5090 April 2026, Philosophical Reasoning & Logic - best models? Plus specific questions (instruct vs training; etc.)

Posted by filmguy123@reddit | LocalLLaMA | View on Reddit | 12 comments

Semi new to Local LM and have a serious of questions I am hoping people can point me in the right direction with. I am using LM Studio.

As of now, with 32GB VRAM, what are the best models for philosophical reasoning and logic? Discussions, as well as assessing essay drafts, compiling summarizing synthezing philosophical notes and turning them into a coherent outline structures or arguments, checking for logical/rational validity as well as factual accuracy, etc.?

I have played with Gemma-4-31B Q4_K_M and Qwen 3.5 27B Q4_K_M and they seem surprisingly good for local only models. Is this the best sweet spot for me?
Gemma-4 is often labeled "IT" - does this meaning Instruct + Thinking? Or just InsTruct? I would imagine I want thinking for me, but it does not show the thinking prompt like Qwen does?

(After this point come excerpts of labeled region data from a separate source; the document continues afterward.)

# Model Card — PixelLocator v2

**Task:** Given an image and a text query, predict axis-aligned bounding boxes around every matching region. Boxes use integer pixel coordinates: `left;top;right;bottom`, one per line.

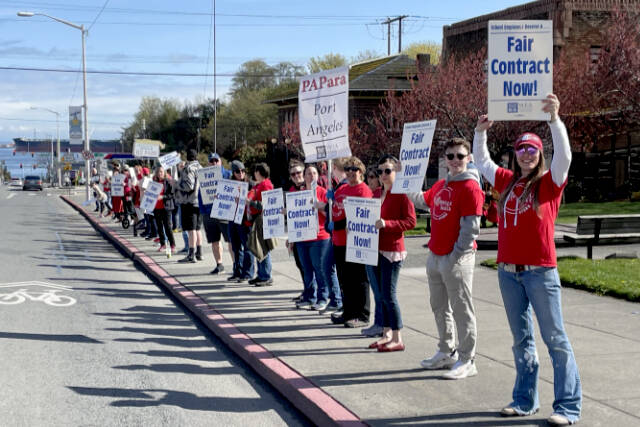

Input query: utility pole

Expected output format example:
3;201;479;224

382;15;409;55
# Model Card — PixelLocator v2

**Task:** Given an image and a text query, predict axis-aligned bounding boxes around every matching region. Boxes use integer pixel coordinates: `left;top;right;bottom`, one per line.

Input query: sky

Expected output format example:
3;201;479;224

0;0;526;143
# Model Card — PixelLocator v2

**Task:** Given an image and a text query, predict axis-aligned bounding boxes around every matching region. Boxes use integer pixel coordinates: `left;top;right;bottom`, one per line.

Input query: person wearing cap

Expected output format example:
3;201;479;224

227;160;254;283
198;153;233;274
473;94;582;425
175;149;202;263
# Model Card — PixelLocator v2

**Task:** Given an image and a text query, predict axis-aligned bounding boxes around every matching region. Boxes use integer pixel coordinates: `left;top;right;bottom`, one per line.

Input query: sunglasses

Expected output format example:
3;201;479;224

516;145;538;156
445;153;468;160
376;168;393;176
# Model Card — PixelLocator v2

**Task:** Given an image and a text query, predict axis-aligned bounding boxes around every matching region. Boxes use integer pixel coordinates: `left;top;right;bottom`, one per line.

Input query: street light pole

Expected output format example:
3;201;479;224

18;12;91;200
31;107;62;187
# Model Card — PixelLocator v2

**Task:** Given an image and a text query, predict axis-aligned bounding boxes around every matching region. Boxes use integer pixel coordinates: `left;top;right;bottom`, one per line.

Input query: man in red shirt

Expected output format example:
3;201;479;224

409;138;484;379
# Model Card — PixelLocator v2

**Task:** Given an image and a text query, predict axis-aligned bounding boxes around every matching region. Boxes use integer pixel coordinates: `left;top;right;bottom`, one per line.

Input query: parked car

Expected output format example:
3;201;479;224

22;175;42;191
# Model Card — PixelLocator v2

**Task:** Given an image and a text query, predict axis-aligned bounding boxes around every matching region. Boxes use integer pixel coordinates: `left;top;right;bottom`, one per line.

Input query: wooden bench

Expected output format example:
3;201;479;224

563;214;640;259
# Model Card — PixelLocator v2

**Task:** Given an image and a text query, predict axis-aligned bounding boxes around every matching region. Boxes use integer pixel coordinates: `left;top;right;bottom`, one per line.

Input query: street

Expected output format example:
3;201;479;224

0;186;307;426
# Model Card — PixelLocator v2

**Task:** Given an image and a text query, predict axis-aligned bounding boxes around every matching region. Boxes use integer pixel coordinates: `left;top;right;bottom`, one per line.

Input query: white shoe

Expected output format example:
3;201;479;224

420;350;458;369
442;360;478;380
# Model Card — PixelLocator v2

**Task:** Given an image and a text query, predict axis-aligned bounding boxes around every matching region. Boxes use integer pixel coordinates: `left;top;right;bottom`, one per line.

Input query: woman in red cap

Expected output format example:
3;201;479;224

473;94;582;425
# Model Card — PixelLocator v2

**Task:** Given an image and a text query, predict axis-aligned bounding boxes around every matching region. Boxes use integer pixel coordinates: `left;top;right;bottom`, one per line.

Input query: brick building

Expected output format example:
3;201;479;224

442;0;640;199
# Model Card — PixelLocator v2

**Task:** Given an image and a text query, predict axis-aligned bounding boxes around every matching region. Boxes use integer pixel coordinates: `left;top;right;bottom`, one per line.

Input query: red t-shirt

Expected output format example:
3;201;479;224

494;168;567;267
331;182;373;246
423;179;484;256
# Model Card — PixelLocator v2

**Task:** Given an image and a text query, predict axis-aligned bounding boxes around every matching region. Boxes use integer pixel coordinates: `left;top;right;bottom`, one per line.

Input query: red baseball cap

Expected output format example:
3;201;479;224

514;132;543;151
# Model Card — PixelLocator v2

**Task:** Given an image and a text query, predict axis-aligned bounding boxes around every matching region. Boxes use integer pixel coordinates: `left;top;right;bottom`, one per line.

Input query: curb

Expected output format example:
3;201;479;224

60;195;367;427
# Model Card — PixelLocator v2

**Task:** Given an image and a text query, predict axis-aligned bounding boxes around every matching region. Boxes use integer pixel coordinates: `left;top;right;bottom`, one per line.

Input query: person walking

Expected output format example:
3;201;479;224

176;149;202;263
366;154;416;352
410;138;484;380
473;94;582;425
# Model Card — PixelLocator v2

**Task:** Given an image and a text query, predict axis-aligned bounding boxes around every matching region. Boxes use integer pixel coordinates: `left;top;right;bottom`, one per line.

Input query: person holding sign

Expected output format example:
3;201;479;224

409;138;484;380
366;154;416;352
473;94;582;425
153;166;176;254
327;156;373;328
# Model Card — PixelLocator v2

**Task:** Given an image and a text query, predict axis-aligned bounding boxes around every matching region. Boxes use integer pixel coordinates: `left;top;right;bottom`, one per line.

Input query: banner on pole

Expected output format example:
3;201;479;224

140;181;163;213
298;67;351;163
233;181;249;224
344;197;380;265
286;190;318;243
111;173;125;197
158;151;182;170
391;120;436;194
487;21;553;120
198;166;222;205
262;188;287;239
211;179;240;221
69;106;83;145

\^\^ Those are my main question. For those willing/interested, I also have several other questions that follow:

Are the models labelled "heretic" and "uncensored" a trade-off vs the default model? IE reduced accuracy for the benefit of no rails? Or should they almost always be preferred?
There are often redundant copies in the repository from different users. How do I shop for good ones for my uses? I don't know who the most respectable users for downloading are, or even why I might choose one over another.
Unsloth, LMstudio community, HauHauCS, etc.
Is Q5 K M worth the extra VRAM usage for my listed use case? Or diminishing returns for my usage? (I know I have to balance this with reduced context window so in one sense it is personal; on the other hand knowing if it is recognized as being genuinely useful is helpful so I can try to chunk things if needed).
Is there any reason for me with 32GB VRAM to ever choose an MOE model over dense? Since the way it loads means I can't load a 70B or 120B MOE model in VRAM anyway, it seems the only benefit to going to something like Qwen 35B-A3B is if I want to dump in a very large amount of text and actually have it fit context window with chunking?

Finally I should ask... anything you wish you knew starting out that I should know? I basically know nothing other than the basic interface of LM Studio and choosing a model that fits my VRAM footprint. I understand only the basic premise of context windows.

[-]

Leafytreedev@reddit

A lot of your questions can’t be generally answered without a lot of personal experimentation. Since Llama 2 times Q4 has always been the preferred quant for size and quality. Yes for a 5090 qwen 3.5 27b and Gemma 4 31b it are the current kings but Gemma 4 is relatively new and shipped with lots of problems for many existing backends.

[-]

filmguy123@reddit (OP)

Thank you for the help. One big confusion point I can't find an answer to is, Gemma-4 is often labeled "IT" - does this meaning Instruct + Thinking? Or just InsTruct? I would imagine I want thinking for me, but it does not show the thinking prompt like Qwen does?

[-]

Leafytreedev@reddit

The “IT” part is a naming anachronism that was popular back in the llama days (previous kings of open LLMs). It means that this specific model was further fine tuned from the base model to better follow instructions. Yes this model does have thinking and whether or not you want it think during inferencing is in your control.

[-]

Still-Wafer1384@reddit

How much system RAM do you have ?

[-]

filmguy123@reddit (OP)

128GB system RAM. 9950x3D. RTX 5090 32GB VRAM

[-]

Still-Wafer1384@reddit

You can run massive MoE models with that setup. Don't limit yourself to thinking that everything needs to fit in your VRAM.

[-]

filmguy123@reddit (OP)

I see, so if I am content with lower speeds, I can run a much larger model 70B+? But if I do this, you suggest running the MOE version?

[-]

Still-Wafer1384@reddit

Yes because MoE models only has a limited number of active experts making it better suitable to a VRAM / RAM split

[-]

Still-Wafer1384@reddit

First question is why do you want to use a local LLM for your usecase? It doesn't sound token intensive. Does it require automation, or is it a manual process? SOTA models will always be better. Not sure also if your usecase had been tested very widely, but my hunch is that there will be a significant difference between something like Qwen3.5 27B and e.g. GPT 5.4 or Claude Opus 4.6

[-]

filmguy123@reddit (OP)

Can you clarify what you mean by a SOTA model, first time I have heard the term. Can it be run locally? Let me know what rabbit holes to look down and I will do some research on this! I appreciate, thank you so much.

[-]

Still-Wafer1384@reddit

SOTA = state of the art models, which means ChatGPT, Claude, Gemini

[-]

filmguy123@reddit (OP)

Got it. I use those too; local is for large documents of private information I deal with (RAG, or pasted into context) that I don't want to send externally to cloud companies.